For their guests, Chaa Creek has had a farm-to-table philosophy with their organic farm since their inception, and they compost the food waste created by the lodge. While they work with their suppliers to reduce single use packaging as a whole, cardboard packaging is also used on the farm as a weed deterrent, eventually biodegrading into the soil. An in-house glass bottle crusher allows for the glass from wine and spirit bottles to assist in the building structure of new developments on the property. Cisterns around the property collect rainwater for use as non-potable water where applicable, lessening a large water impact that many hotels struggle with. While not yet fully energized by renewable resources, Roberto talked of this expansion project to do so in the coming years. As recognized earlier, this can be one of the challenges that small hotels face in their regenerative journey, but with the right resources and support, it can be achieved. Supply chain transparency is another huge challenge that Chaa Creek has worked through, and is continuing to push strongly going forward.

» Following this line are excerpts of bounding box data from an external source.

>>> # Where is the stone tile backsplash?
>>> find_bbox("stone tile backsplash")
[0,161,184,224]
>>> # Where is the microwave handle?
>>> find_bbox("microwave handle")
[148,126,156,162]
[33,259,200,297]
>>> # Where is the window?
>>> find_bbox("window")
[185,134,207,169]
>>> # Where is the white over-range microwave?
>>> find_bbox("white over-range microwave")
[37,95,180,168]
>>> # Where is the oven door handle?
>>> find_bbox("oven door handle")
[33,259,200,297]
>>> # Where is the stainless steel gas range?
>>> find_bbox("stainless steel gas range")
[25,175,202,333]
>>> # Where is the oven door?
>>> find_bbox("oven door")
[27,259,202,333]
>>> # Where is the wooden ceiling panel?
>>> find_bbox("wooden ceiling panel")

Chaa Creek’s marketing strategy is one that should be shouted from the mountain tops. Roberto says it perfectly, that “marketing should be about how you are impacting people’s lives and what change you are trying to make in the world through the work that you do.” Focusing on your values and beliefs should do a large amount of the marketing for you as long as you’re putting that information in an easily accessible place for the traveler. The “micro-moments” Chaa Creek offers their guests that “transforms your thinking and way of seeing life” are increasingly valuable to the modern traveler. Adding this value for their guests is incredibly aligned to their purpose and values, which makes the experience that much more enriching. They have an extremely easy to navigate website with a clear path to their environmental initiatives and community engagement information, and are active on social media to extend their reach to travelers interested in lessening their travel footprint. By aligning with their philosophy and living their purpose, the profit and business successes are just a byproduct of the positive impact Chaa Creek continues to have. I can tell by speaking with Roberto that Chaa Creek focuses on their values and mission in every facet of their company—every conversation and interaction has a positive purpose and impact on the people and the world.
Conclusion by GLP Films
Small boutique hotels are currently situated in an ideal spot right now to entice the modern traveler to lessen their travel footprint. Great opportunities follow great challenges, but none are more ready to take on sustainability as the small hotel. Being intentional about your marketing efforts to focus on aligning your values with that of the traveler can make all the difference in getting your sustainability initiatives off the ground, only leading to greater quality customers that keep coming back to support small businesses and the local community. Aspiring regenerative boutiques around the world, take note.